Some of these writers grapple with guilt and self-blame. Are we not somehow responsible when we fail to become pregnant, to stay un-pregnant, or to remain pregnant—when the signals get crossed between our uteruses and our desires? Pregnant with a blighted ovum, Valmidiano thinks through this question of agency: “I blight it—My body blights it—It blighted—I—My body—It—Blight—What—Whom—By whom—Am I my body and is this not a part of me?” No lawmaker intent on parsing persons could make sense of these lines. Valmidiano’s reverie reminds us that whether we see an embryo as a clump of cells or as a future pianist, we are inescapably entangled and differentiated and everything in-between. Of the moments after a D&C, Maria Elena Mahler writes: “I was still in and out of the anesthesia. I could feel a deeper level of the duality of this world, this plane, other planes, and how their borders can shape-shift. One can easily get lost in the net of Neptune, unable to distinguish one water from the other, and forget where we are.”

We would do well to scrutinize how much and in what ways the world desires our children, which is to say how much and in what ways it desires us.

Indeed, one can. And although Quashie doesn’t apply the concept of “oneness” to reproductive politics, its usefulness in thinking about pregnancy is clear. Rather than granting fetuses the social and political status of individuals, the concept of the “one” makes us all a little gestational. “She, the ‘one,’” writes Quashie, “is a being but she is also becoming, her existence in flux as much as it is also assured and definite.” In What God Is Honored Here?, there are many “ones” who traverse the spheres, forget where we are, arrange flowers, tend to absence, embody the void, talk to the dead. They need oneness because oneness can encompass both life and death; individualism cannot.
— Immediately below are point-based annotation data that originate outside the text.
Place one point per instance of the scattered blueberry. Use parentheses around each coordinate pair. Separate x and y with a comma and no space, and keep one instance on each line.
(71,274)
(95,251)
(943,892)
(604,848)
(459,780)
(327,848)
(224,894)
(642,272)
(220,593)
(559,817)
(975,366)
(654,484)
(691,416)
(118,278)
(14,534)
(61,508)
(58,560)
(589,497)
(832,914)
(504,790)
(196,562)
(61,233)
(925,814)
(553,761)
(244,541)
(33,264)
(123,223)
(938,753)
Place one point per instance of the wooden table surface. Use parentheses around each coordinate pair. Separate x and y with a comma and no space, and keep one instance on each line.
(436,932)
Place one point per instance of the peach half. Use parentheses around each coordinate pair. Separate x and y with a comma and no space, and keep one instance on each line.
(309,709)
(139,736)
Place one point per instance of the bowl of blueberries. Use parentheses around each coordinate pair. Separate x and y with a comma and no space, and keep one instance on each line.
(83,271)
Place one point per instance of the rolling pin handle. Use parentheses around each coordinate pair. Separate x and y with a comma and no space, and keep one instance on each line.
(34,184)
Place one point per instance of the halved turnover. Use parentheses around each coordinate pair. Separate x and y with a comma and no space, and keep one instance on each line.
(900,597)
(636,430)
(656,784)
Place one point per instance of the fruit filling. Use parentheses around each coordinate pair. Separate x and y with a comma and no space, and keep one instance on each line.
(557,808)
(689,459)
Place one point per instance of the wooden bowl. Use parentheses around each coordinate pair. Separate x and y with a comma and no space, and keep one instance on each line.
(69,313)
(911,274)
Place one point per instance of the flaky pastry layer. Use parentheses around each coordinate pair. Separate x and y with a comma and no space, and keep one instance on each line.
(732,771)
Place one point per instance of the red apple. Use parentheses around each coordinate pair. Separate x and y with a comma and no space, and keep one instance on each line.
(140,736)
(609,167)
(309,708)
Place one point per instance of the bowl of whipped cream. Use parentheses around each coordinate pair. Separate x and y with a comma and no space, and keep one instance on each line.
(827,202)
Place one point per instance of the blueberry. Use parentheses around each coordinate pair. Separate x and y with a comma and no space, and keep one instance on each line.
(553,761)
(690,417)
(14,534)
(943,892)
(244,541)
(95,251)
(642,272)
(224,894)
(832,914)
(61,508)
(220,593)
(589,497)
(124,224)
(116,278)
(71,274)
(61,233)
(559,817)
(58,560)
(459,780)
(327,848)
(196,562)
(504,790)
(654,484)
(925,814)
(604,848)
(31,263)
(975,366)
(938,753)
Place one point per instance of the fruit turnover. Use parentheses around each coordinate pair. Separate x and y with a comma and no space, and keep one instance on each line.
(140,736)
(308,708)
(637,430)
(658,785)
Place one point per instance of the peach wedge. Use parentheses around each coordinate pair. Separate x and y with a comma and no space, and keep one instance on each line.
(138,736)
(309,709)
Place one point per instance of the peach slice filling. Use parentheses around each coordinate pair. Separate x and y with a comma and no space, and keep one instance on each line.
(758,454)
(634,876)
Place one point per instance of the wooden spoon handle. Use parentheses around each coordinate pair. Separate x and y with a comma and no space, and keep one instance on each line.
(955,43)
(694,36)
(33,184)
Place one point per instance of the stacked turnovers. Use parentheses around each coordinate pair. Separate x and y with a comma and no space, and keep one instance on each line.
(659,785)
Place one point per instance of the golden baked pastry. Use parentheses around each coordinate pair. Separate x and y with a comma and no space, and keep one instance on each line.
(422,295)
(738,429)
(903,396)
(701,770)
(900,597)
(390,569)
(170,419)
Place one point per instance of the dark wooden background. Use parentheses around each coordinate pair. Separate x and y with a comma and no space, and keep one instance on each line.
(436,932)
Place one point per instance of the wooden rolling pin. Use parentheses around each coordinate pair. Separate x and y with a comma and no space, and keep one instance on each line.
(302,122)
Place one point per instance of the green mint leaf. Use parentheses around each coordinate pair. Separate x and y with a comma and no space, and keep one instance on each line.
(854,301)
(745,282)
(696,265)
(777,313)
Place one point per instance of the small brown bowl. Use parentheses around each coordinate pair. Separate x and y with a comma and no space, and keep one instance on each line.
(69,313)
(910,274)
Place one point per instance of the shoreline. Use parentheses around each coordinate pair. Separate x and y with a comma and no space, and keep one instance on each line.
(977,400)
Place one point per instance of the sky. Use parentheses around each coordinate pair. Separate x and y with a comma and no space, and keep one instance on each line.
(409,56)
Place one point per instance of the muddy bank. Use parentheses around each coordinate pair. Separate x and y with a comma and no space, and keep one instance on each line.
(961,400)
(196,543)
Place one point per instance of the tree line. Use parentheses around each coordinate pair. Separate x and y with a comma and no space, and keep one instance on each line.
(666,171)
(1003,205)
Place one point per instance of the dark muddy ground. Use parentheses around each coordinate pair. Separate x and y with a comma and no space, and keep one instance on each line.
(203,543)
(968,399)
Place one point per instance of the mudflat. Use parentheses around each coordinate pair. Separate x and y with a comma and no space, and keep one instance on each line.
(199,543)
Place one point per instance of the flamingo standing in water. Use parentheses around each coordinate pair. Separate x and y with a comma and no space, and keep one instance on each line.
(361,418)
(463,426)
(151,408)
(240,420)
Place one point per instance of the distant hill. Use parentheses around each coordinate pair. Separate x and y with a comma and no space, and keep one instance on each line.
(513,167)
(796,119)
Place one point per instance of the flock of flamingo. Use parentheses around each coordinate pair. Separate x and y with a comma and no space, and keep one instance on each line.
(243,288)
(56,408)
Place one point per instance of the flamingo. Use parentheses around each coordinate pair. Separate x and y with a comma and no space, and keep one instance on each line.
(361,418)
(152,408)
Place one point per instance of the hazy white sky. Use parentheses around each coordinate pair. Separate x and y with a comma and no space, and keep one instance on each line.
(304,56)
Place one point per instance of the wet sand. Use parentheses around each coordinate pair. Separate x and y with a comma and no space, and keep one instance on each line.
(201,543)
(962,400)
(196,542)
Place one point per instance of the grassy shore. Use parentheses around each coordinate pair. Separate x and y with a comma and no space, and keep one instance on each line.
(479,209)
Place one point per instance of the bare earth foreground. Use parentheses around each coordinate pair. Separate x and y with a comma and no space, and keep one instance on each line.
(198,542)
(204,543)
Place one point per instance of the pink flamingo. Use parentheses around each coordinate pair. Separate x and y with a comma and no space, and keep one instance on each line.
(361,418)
I wept often while reading this anthology, perhaps less from the bitterness of injustice than from the sorrow of mortality, and from the love that sorrow activates. And while injustice and mortality can’t be separated in most of these essays—they trace the bumpy terrain where the inevitabilities of accident are compounded by the traumas of injustice—these writers also remind me that mortality itself is not an injustice. That while injustice often manifests as mortal violence, life and death are not enemies.

It is, finally, our atrophied definitions of life and death that fail us most, vapid definitions shaping the dominant narratives about childbearing with which we are all bludgeoned. These definitions leave no room for the fact that what happens over the course of a pregnable person’s lifetime is, save for the most privileged and lucky, an exquisitely complex mixture of presence and absence, possibility and loss, this and other worlds. That in a world rife with injustice and ruled finally by mortality, it is difficult to say how much “choice” any of us really have. “We make it to the crossroads only to come to a stop,” writes Hunt. “The idea we harbor is subversive. That there may be many moments in which we recognize the sources of our hunger, falling out of the sky, a complete thought sung to our most visible selves.”